Reviewed by legal professionals. The content on this page and the template clauses have been reviewed by licensed attorneys in the United States to ensure accuracy and legal soundness.

California Non-Solicitation

Non-solicitation agreements are generally more enforceable in California than non-competes. California courts uphold reasonable non-solicitation clauses that protect legitimate American business interests without entirely preventing employment, making them a preferred tool for U.S. employers in that state.

Reasonableness Standard

U.S. courts examine whether the restriction is reasonable in time, scope, and purpose. Overly broad American restrictions are often struck down. Keep timeframes to 6 months to 2 years and limit the restriction to specific clients or employees the worker actually interacted with.

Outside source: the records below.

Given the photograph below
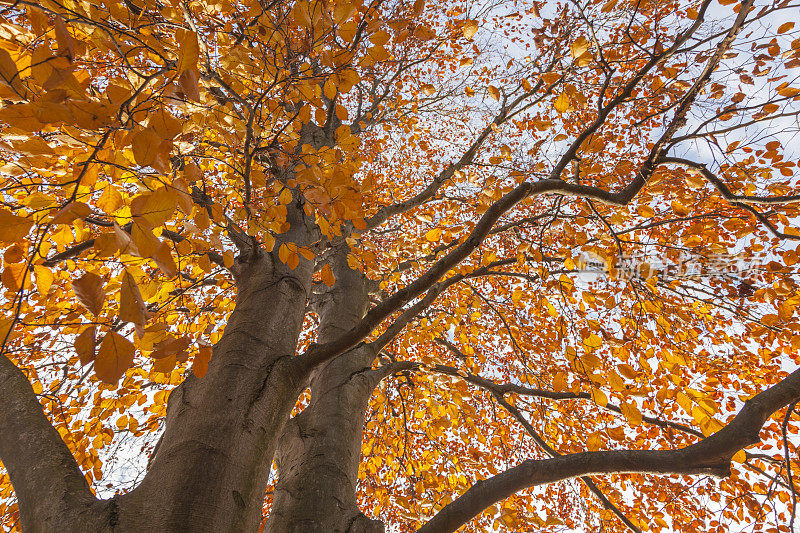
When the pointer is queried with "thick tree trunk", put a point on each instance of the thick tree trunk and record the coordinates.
(320, 451)
(210, 469)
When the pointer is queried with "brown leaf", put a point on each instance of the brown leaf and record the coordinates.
(85, 345)
(131, 306)
(164, 260)
(12, 227)
(114, 357)
(89, 290)
(170, 346)
(200, 366)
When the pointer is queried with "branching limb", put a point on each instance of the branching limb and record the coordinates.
(710, 456)
(46, 478)
(744, 201)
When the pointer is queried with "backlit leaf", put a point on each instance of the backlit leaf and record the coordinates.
(114, 357)
(89, 290)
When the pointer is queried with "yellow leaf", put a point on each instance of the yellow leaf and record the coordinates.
(146, 243)
(434, 235)
(329, 89)
(200, 365)
(592, 341)
(327, 275)
(631, 413)
(188, 52)
(110, 200)
(9, 74)
(70, 212)
(145, 146)
(562, 103)
(131, 304)
(12, 227)
(114, 357)
(594, 441)
(170, 346)
(293, 260)
(189, 84)
(227, 259)
(599, 397)
(44, 279)
(679, 208)
(469, 29)
(579, 47)
(89, 290)
(85, 345)
(164, 260)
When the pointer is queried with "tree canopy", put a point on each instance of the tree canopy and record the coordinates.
(550, 248)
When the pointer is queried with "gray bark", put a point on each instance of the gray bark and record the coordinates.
(320, 450)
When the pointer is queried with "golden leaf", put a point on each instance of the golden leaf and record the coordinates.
(469, 29)
(12, 227)
(145, 146)
(200, 365)
(188, 51)
(85, 345)
(114, 357)
(131, 304)
(89, 290)
(434, 235)
(562, 103)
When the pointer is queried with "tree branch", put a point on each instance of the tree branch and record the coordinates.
(710, 456)
(46, 479)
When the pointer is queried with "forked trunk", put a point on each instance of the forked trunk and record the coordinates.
(319, 453)
(211, 467)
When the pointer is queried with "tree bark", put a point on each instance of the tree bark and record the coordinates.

Protected Clients and Employees

Be specific about which U.S. clients or employees are protected. Naming specific American client accounts or listing key employees strengthens enforceability. Vague language that covers "all clients" may be deemed overly broad.

Legitimate Business Interests

For enforceability under U.S. law, you must protect a legitimate business interest, such as customer relationships, trade secrets, or substantial relationships developed during employment. American courts have consistently held that simply restricting competition for competitive advantage alone may not be sufficient justification.